E, é claro, nem a Gaviões nem nós desejamos reformular a doutrina da Trindade. Ainda assim, tanto eles quanto nós temos o direito de refletir artística ou cientificamente sobre qualquer crença (religiosa ou de outro tipo) e apresentar os resultados dessas reflexões ao público. Não vivemos em uma teocracia autoritária, ditatorial.

O cristianismo não está acima de tudo e de todos. É possível que exista só um Pai, um Filho e um Espírito Santo; é possível que haja Pais, Filhos, Espíritos e Santos; e é possível que não exista nada disso. Nenhuma dessas posições deve ser silenciada. Precisamos vigiar para que a arte, a laicidade, a liberdade de expressão, a ciência e a tolerância religiosa não sejam injustamente ameaçadas.

 

Daniel Gontijo é graduado em Psicologia, Dr. em Neurociências, divulgador científico no YouTube e professor no Instituto Ponto Azul

Pirula é biólogo, Dr. em Zoologia na área de Paleontologia, youtuber de divulgação científica e ceticismo

 

 

REFERÊNCIAS

Damásio, A. (2015).
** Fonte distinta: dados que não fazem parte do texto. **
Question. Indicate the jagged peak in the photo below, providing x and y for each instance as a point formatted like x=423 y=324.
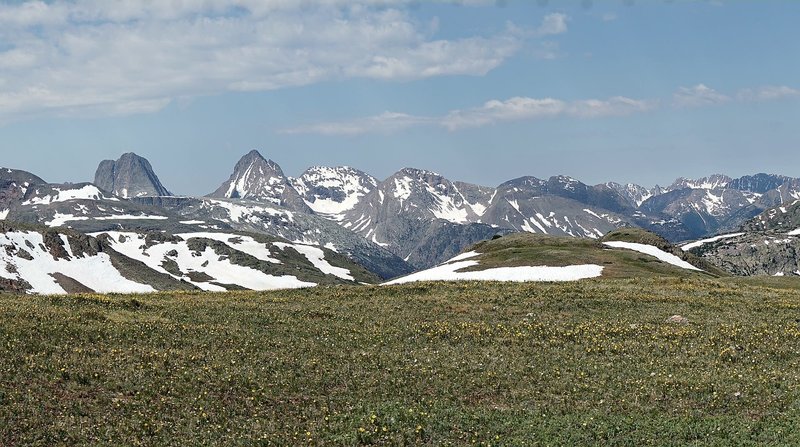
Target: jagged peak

O mistério da consciência: Do corpo e das emoções ao conhecimento de si. São Paulo: Companhia das Letras.

Dawkins, R. (2009). O maior espetáculo da Terra: As evidências da evolução. São Paulo: Companhia das Letras.

Ehrman, B. D. (2014a). Jesus existiu ou não? Rio de Janeiro: Agir.

Ehrman, B. D. (2014b). Como Jesus se tornou Deus. São Paulo: LeYa.

Ehrman, B. D. (2015). O que Jesus disse? O que Jesus não disse? Quem mudou a Bíblia e por quê. Rio de Janeiro: Agir.

Harris, S. (2015). Despertar: Um guia para a espiritualidade sem religião. São Paulo: Companhia das Letras.

Orsi, C. (2021). O livro dos milagres: O que de fato sabemos sobre os fenômenos espantosos da religião. São Paulo: Editora Unesp Digital.

Pirula, & Lopes, R. J. (2019). Darwin sem frescura: Como a ciência evolutiva ajuda a explicar algumas polêmicas da atualidade. Rio de Janeiro: HarperCollins.

Shermer, M. (2011). Por que as pessoas acreditam em coisas estranhas: Pseudociência, superstição e outras confusões dos nossos tempos. São Paulo: JSN Editora.

Wiseman, R. (2020). Paranormalidade: Por que vemos o que não existe? Rio de Janeiro: BestSeller.